Alberta has a tuition cap, which stipulates that a student’s tuition must not exceed 30 per cent of his total education cost. But the U of C’s Stewart suggests that lifting the cap is not necessarily the answer to funding woes.
She says business schools have to be realistic about their funding situations and must make prudent decisions.
“Sometimes, you realize that you can’t expand a program beyond a certain level,” said Stewart.
The U of A’s Percy says the province contributes to only 50 per cent of his business school’s budget while the university raises the rest through endowments, professional development programs, its private partnerships and other efforts.
“I don’t think we’ve been as good as advocates for post- secondary education as we should have been,” says Percy.
In his view, Alberta Premier Ralph Klein’s government has ranked funding for post-secondary programs fourth behind health care, K-12 education and infrastructure.
In the future, private partnerships may play a key role in helping universities compete for business professors amidst a global shortage.
“The issue of our recruitment of faculty is clearly going to be a front and centre issue over the next decade,” said Percy.
The U of A will recruit within North America and around the world to fill six openings in its Alberta School of Business this year, notes Percy.
He attributes the shortage to a sharp decline in the number of PhD graduates globally and the advanced age of experienced professors.
“In our business, just as in the business sector, there’s a real roll of retirements coming forward,” says Percy.
SFU has 13 business faculty openings this year. “That’s a huge issue for us,” says Love.
To help alleviate the problem, SFU is starting a business doctorate program this year so that it can fill openings within its own faculty and assist other universities.
UBC has not announced its hiring needs for this year. Daniel Muzyka, the Sauder school’s dean who was vacationing last week, was recently reappointed to a three-year term.
Geoff Shmigelsky, founder of the Internet service company Cadvision, now a part of Telus, served as the U of C’s first entrepreneur-in-residence.

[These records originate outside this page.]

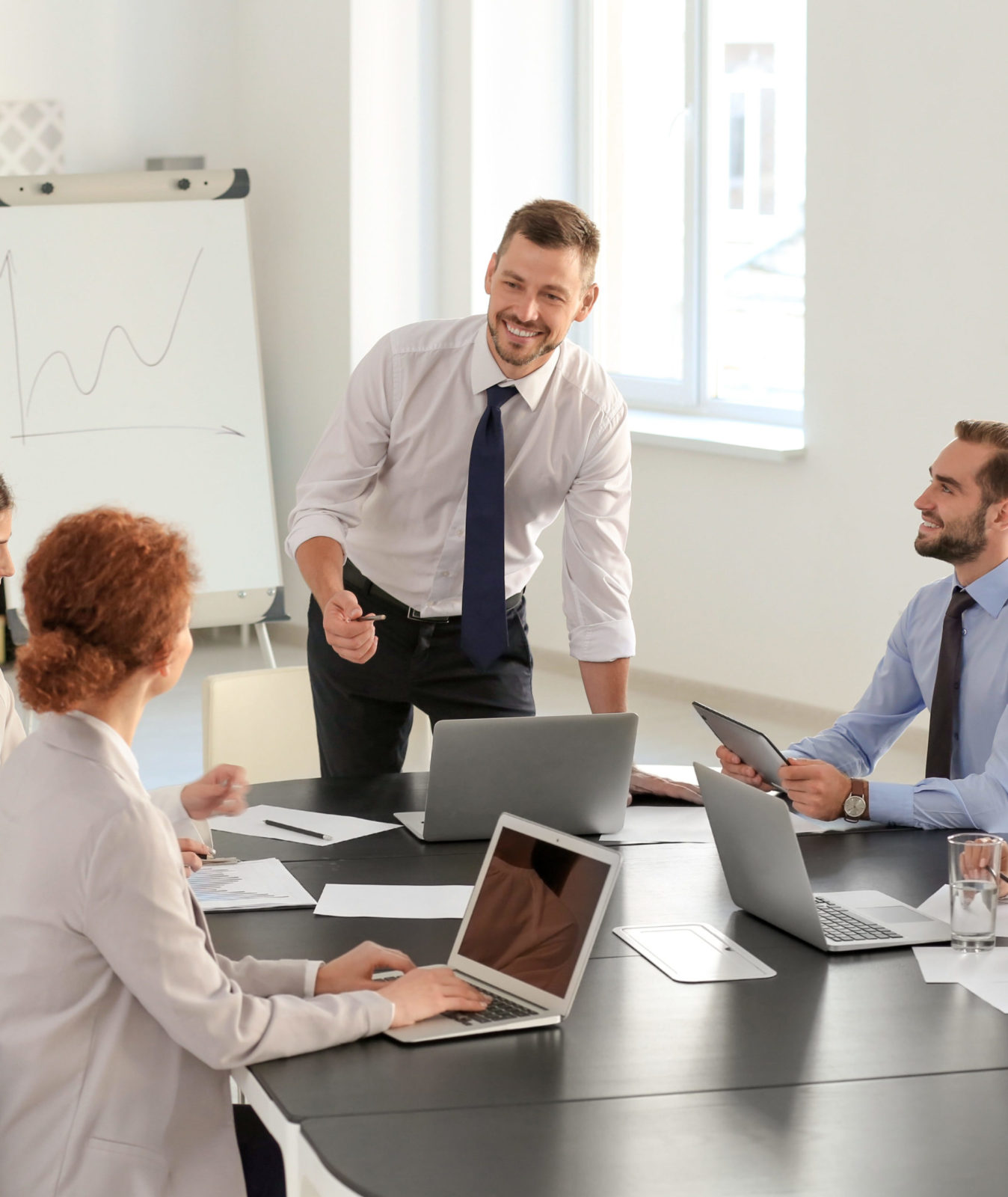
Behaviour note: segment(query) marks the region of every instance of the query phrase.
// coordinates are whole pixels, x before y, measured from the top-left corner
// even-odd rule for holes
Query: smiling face
[[[921,557],[957,566],[984,557],[995,523],[992,515],[1002,506],[989,503],[977,482],[977,472],[991,454],[990,445],[966,440],[953,440],[939,454],[931,466],[930,485],[913,504],[922,516],[913,541]],[[984,572],[971,571],[974,577]]]
[[[485,286],[487,339],[508,378],[538,370],[599,296],[594,282],[585,287],[576,249],[536,245],[521,233],[491,257]]]
[[[0,511],[0,578],[12,578],[14,576],[14,559],[11,557],[11,523],[14,509],[5,508]]]

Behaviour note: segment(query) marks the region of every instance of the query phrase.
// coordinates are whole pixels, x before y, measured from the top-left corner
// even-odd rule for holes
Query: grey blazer
[[[104,723],[45,716],[12,753],[0,840],[0,1195],[243,1197],[226,1070],[384,1031],[391,1003],[218,956]]]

He says universities might be able to attract more business leaders to such programs if they could pay them through private partnerships.
“That way, they wouldn’t hurt the university’s budget and the entrepreneurs actually get a monetary reward,” says Shmigelsky, referring to the fact that executives and entrepreneurs in residence volunteer their services.
He believes that students and business leaders benefit from such programs.
“We allow these new generations to avoid some of the pitfalls that I ran into,” adds Shmigelsky. “Let’s say you have ownership of a company and you want to raise capital. How you structure the deal to raise capital can have a lot of implications on how the company is run in the future.”
Business school leaders also play prominent roles in the private sector. UBC business dean Muzyka is slated to become the next chairman of the Vancouver Board of Trade; Rebecca Grant, the dean of UVic’s business school, will serve as the next president of the Victoria Chamber of Commerce; and U of C business dean Michael Grandin doubles as chairman of Fording Canadian Coal Trust.